We'd both spend little, but
you'd find smart, cost effective ways to do things
whereas I would just not eat.
But I brought that over-priced, under-satisfying "meal"
to our room and set it down on the coffee table
beside the grapes we'd bought at the grocery store,
like a proud hunter dropping a carcass in front of his tribe,
and the smile on your face made me feel like Boyfriend of the Year.

Tropical storm and general penny pinching
stole possibilities.
Set me on edge, and you on guard.

I ruined our tropical vacation with a cold shoulder.
If I had opened my mouth,
the one that likes to talk so much about maturity and problem solving
on a broad social scale,
we'd have been sad, then happy, then healed,
and so much stronger for it.
I took your patience for granted.

Then, hungry and tired, worn down,
I just wanted to go back to the hotel and rest.
I don't think you quite understood my weariness,
but why I didn't man up, and made you leave the place
you were so excited to be
that we spent outrageous amounts just to get there,
I have no idea.
I guess because I am smaller than I thought.

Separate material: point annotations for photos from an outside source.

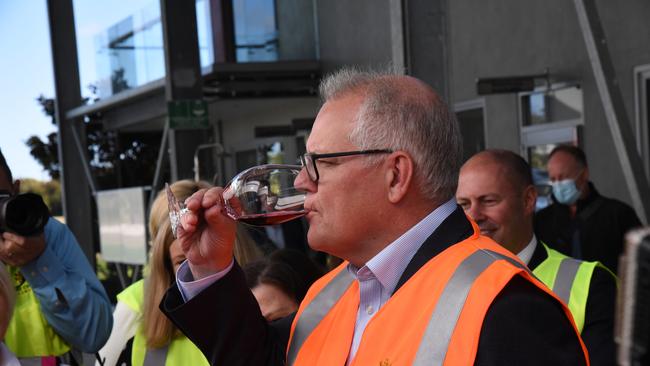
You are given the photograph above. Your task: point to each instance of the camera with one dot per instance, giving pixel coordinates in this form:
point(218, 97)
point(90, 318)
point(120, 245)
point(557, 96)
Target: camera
point(24, 214)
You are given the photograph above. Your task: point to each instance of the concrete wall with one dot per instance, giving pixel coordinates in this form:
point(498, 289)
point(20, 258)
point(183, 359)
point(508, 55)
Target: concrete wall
point(240, 117)
point(521, 37)
point(296, 30)
point(354, 33)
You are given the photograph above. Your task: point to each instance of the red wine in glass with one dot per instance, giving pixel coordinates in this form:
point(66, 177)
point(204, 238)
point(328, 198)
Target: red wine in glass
point(259, 196)
point(273, 218)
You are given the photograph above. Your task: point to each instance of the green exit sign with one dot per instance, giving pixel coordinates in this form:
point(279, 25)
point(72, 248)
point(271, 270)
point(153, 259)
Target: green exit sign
point(188, 114)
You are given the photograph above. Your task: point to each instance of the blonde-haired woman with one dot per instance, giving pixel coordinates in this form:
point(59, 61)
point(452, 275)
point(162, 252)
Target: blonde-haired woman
point(7, 301)
point(156, 340)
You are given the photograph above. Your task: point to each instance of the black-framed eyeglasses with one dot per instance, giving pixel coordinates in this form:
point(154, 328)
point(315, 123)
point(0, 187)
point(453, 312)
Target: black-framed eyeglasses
point(308, 160)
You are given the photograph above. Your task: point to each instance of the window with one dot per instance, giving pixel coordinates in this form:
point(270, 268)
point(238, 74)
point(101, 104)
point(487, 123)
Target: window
point(549, 118)
point(642, 102)
point(471, 119)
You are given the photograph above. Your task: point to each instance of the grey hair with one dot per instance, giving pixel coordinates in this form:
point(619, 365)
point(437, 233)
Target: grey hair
point(7, 291)
point(414, 120)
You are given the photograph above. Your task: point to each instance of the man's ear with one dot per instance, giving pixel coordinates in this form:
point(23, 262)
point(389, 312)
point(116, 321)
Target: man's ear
point(399, 175)
point(16, 186)
point(530, 199)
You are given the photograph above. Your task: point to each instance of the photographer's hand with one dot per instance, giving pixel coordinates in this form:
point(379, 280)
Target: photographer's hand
point(18, 250)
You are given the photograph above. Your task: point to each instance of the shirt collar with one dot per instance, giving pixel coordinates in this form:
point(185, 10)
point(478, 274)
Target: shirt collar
point(527, 253)
point(389, 264)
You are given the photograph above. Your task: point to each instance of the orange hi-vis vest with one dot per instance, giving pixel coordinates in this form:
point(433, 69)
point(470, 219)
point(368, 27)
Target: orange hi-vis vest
point(435, 318)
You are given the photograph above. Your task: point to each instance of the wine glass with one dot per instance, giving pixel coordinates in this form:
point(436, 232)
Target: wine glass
point(258, 196)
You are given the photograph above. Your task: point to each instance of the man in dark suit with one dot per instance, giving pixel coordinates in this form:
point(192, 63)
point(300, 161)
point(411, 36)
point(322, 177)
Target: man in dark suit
point(581, 223)
point(380, 177)
point(495, 188)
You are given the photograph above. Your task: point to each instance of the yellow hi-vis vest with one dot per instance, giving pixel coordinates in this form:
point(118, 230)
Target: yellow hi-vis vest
point(181, 351)
point(29, 334)
point(569, 278)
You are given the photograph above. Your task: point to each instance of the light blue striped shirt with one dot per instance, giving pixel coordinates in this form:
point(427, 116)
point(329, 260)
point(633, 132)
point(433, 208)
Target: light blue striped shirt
point(379, 277)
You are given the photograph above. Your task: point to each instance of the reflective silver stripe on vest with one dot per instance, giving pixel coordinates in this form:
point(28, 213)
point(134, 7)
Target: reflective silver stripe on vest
point(316, 311)
point(155, 356)
point(30, 361)
point(566, 274)
point(435, 342)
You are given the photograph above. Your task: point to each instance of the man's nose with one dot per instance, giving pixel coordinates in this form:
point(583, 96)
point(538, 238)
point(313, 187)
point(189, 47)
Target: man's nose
point(303, 182)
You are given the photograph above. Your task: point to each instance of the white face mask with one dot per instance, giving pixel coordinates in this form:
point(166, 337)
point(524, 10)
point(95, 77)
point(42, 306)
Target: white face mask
point(565, 191)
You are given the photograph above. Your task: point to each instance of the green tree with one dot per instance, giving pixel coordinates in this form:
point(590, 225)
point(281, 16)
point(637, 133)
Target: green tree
point(116, 159)
point(50, 191)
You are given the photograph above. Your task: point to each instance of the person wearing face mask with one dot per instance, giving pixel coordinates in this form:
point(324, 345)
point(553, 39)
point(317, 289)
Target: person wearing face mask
point(581, 223)
point(495, 188)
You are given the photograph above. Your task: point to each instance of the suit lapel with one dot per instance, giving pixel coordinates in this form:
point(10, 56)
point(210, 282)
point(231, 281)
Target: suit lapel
point(454, 229)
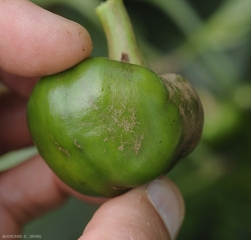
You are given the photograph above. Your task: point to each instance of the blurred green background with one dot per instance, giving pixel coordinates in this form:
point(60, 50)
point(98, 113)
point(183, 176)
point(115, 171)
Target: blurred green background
point(209, 43)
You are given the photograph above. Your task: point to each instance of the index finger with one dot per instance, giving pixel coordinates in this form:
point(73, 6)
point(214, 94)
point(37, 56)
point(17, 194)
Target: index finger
point(35, 42)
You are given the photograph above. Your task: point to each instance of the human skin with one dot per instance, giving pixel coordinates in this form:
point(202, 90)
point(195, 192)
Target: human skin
point(152, 211)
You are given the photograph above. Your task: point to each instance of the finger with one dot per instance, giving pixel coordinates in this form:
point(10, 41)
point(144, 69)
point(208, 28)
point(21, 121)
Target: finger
point(28, 191)
point(155, 211)
point(14, 130)
point(21, 85)
point(36, 42)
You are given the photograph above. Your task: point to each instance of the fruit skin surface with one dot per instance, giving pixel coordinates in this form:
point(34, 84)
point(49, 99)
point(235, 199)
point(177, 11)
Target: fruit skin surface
point(106, 126)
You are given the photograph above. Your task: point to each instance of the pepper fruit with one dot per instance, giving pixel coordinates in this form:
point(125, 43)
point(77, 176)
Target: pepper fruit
point(105, 126)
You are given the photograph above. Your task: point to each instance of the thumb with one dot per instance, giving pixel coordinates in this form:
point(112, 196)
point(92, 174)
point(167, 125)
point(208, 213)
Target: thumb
point(153, 211)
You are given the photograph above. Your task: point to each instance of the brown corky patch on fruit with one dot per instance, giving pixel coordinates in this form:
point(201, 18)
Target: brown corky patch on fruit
point(121, 123)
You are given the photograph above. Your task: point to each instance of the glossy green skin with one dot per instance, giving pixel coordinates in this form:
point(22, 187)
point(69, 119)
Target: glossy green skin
point(105, 126)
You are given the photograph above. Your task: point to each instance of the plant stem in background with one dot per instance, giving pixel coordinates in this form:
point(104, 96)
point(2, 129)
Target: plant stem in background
point(122, 44)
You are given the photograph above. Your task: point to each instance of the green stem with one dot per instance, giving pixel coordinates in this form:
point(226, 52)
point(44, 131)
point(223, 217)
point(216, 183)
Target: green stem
point(122, 44)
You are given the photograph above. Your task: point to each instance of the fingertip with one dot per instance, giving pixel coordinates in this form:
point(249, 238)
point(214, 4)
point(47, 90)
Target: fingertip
point(36, 42)
point(168, 202)
point(138, 215)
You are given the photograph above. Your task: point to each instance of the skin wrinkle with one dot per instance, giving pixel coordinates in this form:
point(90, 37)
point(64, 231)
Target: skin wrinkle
point(112, 220)
point(23, 21)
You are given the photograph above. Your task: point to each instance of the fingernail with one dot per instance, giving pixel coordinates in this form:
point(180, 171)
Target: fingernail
point(168, 202)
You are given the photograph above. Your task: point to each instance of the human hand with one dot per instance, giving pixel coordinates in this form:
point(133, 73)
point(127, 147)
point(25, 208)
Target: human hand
point(33, 43)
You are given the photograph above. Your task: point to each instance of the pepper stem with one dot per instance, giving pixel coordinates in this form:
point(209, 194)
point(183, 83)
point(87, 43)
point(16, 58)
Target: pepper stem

Because a heart functions like a cemetery gate
saying "don't tread here" where the memories
are grave markers,
there is so much in this world I don't want to see;
it only reminds me of you.

I don't care if I'm supposed to be over it by now.
I know it makes living very hard.
I'm trying, and that's all I can do.
I challenge someone else to get over someone like you,
or something like us,
so soon.

We did talk,
and it did get better,
and we did make the best of that trip,
there was a lot of snuggling,
a lot of laughing,
and a lot of joy;
but I never shook the feeling
that I took something beautiful and made it suck.

Now, when I look at those pictures
treasuring each one like a breath,
I see only the laughter.
I guess that's how I'm supposed to remember it.